Les autres critères du « riche legs de souvenirs » présente les mêmes difficultés d’appréhension selon des critères objectifs. Comment définir une histoire commune ou une culture commune et les distinguer strictement de celle des voisin·e·s ? Cette distinction semble être un élément clef pourtant mais le dictionnaire Larousse définit la culture comme « ensemble des phénomènes matériels et idéologiques qui caractérisent un groupe ethnique ou une nation, une civilisation, par opposition à un autre groupe ou à une autre nation » nous renvoyant, en miroir, à la définition de Nation, dans un cercle sans fin.

L’écrivain anticolonialiste Frantz Fanon soulève les enjeux politiques et économiques liés à la démarche objectivisante de cette définition identitaire :

« Le colonialisme se bat pour renforcer sa domination et l’exploitation humaine et économique. Il se bat aussi pour maintenir identiques l’image qu’il a de l’Algérien et l’image dépréciée que l’Algérien avait de lui-même. »

« Le colon fait l’histoire. Sa vie est une épopée, une odyssée.

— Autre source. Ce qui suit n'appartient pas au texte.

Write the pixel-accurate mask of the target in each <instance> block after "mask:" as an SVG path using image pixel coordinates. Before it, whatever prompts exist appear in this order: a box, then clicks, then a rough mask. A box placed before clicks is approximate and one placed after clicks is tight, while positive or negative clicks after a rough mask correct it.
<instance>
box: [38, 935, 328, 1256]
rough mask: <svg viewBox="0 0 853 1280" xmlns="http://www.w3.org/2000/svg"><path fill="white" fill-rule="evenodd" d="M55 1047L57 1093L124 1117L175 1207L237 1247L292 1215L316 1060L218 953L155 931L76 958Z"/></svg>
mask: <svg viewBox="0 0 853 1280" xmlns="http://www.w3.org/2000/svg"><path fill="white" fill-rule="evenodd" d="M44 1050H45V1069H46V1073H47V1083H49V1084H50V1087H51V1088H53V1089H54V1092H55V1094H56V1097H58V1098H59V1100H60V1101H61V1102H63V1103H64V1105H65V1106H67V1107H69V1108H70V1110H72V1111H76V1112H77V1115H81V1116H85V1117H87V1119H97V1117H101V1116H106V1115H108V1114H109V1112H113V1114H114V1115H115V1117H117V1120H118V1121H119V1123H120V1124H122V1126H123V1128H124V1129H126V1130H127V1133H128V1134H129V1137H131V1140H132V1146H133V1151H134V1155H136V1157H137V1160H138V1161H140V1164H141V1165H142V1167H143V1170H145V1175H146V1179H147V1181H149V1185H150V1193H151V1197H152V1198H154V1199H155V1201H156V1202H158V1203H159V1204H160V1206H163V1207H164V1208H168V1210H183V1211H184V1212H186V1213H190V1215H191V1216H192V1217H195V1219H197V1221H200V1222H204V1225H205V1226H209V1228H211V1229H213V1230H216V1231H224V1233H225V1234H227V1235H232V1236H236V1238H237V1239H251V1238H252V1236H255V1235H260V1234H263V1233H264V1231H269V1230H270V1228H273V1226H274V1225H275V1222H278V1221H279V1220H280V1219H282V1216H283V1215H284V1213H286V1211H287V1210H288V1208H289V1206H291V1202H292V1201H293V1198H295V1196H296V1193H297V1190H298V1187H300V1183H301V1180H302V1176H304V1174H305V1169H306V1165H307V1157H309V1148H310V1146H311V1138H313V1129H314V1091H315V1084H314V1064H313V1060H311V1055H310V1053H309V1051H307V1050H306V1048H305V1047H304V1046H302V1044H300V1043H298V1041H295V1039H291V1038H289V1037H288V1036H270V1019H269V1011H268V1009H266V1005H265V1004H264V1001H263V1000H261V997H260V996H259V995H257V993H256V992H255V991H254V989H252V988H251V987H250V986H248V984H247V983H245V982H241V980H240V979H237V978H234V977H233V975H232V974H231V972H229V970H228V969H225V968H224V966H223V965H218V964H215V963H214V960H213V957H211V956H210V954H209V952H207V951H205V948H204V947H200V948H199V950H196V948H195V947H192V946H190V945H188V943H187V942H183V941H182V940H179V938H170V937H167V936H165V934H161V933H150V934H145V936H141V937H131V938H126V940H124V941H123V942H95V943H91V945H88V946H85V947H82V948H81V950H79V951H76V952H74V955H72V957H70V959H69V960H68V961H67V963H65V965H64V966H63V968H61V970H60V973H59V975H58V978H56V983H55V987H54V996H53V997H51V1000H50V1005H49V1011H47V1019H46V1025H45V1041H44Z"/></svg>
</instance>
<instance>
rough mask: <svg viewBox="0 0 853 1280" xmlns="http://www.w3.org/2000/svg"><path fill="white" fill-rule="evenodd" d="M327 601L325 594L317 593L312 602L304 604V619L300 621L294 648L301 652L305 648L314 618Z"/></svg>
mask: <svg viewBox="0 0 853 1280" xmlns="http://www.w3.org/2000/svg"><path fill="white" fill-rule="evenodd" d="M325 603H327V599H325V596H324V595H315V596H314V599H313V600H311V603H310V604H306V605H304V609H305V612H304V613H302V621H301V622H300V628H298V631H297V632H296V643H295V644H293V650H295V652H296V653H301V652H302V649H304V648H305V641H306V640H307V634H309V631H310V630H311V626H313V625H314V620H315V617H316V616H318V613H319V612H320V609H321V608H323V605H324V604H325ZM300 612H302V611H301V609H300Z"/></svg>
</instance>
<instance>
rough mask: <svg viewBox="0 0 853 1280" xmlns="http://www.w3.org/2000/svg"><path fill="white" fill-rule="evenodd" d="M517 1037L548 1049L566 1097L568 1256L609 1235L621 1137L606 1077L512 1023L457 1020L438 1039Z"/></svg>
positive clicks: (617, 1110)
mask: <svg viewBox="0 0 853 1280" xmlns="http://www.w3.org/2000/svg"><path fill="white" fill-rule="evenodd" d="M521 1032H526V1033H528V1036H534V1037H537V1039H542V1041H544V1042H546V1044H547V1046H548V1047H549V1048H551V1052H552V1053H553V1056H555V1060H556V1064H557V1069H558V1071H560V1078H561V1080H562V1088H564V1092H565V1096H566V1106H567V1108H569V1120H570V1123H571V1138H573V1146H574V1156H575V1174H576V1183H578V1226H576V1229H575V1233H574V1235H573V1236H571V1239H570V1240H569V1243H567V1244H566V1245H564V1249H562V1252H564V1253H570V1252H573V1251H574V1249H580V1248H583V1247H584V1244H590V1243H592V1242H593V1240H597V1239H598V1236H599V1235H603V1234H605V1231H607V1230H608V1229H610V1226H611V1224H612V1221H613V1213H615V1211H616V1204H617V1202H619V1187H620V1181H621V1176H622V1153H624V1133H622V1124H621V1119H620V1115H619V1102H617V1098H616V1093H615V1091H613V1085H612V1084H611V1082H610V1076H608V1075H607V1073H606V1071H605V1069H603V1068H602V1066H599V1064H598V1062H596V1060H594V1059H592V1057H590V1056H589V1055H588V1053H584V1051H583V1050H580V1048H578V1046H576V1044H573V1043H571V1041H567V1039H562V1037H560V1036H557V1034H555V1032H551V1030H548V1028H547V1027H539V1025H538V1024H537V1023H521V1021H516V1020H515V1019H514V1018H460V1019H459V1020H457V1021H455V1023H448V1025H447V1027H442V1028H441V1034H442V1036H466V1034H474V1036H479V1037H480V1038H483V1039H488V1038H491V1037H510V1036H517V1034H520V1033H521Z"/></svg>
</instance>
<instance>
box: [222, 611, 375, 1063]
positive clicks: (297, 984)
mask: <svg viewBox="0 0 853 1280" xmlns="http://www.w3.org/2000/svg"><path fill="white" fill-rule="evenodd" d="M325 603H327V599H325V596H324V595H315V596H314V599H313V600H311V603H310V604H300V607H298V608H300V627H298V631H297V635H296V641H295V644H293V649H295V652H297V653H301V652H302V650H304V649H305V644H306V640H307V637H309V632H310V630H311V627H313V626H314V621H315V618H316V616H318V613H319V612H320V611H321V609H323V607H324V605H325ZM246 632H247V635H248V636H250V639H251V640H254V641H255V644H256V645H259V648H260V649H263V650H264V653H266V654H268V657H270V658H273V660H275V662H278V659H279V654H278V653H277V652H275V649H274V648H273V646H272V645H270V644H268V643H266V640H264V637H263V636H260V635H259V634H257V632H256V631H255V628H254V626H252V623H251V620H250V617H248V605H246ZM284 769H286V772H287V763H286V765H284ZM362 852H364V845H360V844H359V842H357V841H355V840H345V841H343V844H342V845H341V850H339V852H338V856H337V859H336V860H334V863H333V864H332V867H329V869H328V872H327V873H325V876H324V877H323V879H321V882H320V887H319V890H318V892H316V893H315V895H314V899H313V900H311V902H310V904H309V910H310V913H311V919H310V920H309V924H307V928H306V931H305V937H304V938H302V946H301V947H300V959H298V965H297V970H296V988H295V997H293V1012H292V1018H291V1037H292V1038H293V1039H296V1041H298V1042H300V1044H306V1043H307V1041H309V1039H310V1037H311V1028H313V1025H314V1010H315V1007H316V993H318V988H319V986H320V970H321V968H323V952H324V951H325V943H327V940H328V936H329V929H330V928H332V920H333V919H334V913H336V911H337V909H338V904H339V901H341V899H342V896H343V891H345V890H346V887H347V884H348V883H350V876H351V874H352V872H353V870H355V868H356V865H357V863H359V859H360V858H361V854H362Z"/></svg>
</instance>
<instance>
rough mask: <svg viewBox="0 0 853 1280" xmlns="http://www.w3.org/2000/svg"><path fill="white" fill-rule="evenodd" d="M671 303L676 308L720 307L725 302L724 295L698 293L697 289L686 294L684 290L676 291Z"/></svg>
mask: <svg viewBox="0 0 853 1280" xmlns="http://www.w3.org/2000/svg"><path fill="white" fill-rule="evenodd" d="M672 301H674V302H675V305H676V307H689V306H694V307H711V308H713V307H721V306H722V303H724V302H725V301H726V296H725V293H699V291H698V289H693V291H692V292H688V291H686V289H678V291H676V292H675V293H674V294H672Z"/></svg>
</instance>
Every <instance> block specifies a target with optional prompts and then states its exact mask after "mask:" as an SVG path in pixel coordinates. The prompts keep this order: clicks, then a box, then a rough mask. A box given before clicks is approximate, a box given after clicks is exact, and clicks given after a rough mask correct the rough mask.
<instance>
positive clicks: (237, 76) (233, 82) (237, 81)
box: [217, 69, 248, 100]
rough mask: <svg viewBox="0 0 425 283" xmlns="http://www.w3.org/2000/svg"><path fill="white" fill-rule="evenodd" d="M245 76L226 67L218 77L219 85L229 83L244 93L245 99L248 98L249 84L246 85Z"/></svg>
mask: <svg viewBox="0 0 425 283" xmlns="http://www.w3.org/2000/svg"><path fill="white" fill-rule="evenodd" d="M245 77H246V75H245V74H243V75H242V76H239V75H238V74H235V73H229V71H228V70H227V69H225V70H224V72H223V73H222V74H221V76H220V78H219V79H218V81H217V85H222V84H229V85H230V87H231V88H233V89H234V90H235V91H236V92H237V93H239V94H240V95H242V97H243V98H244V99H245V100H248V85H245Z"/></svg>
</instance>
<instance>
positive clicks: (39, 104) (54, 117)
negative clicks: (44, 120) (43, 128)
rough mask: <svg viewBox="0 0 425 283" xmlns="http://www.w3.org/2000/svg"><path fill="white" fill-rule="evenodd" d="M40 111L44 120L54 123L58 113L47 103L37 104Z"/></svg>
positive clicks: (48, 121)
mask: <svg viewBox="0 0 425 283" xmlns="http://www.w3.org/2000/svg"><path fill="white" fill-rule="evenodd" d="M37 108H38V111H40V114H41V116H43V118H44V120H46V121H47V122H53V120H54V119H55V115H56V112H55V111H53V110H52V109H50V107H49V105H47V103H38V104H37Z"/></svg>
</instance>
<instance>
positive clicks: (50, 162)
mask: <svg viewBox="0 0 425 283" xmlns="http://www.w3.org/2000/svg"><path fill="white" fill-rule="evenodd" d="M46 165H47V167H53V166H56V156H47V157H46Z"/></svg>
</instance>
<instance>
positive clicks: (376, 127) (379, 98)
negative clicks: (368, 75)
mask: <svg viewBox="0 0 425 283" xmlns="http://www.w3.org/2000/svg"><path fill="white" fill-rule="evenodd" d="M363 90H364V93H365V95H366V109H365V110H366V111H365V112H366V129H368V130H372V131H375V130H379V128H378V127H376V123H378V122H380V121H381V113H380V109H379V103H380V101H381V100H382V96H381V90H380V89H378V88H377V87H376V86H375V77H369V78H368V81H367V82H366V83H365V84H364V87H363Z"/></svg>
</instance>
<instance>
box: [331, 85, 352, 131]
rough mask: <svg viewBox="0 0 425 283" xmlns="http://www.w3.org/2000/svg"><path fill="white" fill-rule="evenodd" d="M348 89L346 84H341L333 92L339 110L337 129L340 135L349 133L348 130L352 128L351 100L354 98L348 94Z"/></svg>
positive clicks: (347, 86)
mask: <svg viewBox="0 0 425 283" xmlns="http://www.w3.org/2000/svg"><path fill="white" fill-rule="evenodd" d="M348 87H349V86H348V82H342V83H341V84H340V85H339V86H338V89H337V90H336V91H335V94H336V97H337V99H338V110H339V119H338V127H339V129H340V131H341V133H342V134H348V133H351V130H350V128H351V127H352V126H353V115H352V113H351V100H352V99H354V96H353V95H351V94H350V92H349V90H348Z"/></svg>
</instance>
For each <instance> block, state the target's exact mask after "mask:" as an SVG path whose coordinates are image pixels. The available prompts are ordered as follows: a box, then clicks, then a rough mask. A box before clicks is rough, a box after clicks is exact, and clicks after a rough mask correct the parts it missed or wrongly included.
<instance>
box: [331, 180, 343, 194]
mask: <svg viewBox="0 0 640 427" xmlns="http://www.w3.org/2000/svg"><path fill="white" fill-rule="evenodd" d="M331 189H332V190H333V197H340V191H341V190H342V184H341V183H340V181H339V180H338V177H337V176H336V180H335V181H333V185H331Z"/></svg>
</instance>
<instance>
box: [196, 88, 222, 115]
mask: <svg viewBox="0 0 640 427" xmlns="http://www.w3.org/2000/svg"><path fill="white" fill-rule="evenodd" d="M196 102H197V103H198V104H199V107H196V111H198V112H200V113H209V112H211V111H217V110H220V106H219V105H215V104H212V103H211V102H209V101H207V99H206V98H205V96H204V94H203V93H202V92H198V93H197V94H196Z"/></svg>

Il est le commencement absolu : « Cette terre, c’est nous qui l’avons faites. » Il est la cause continuée : « Si nous partons, tout est perdu, cette terre retournera au Moyen-Age. » En face de lui, des êtres engourdis, travaillés de l’intérieur par les fièvres et les « coutumes ancestrales », constituent un cadre quasi minéral au dynamisme novateur du mercantilisme colonial. »

Cette approche de la nation mène donc à la recherche des traits objectifs d’un groupe humain, à lister les points qui le différencient des autres. Et ce travail est, on l’a vu, au moins autant politique que scientifique puisqu’il répond à des enjeux déterminés politiquement dans un contexte donné.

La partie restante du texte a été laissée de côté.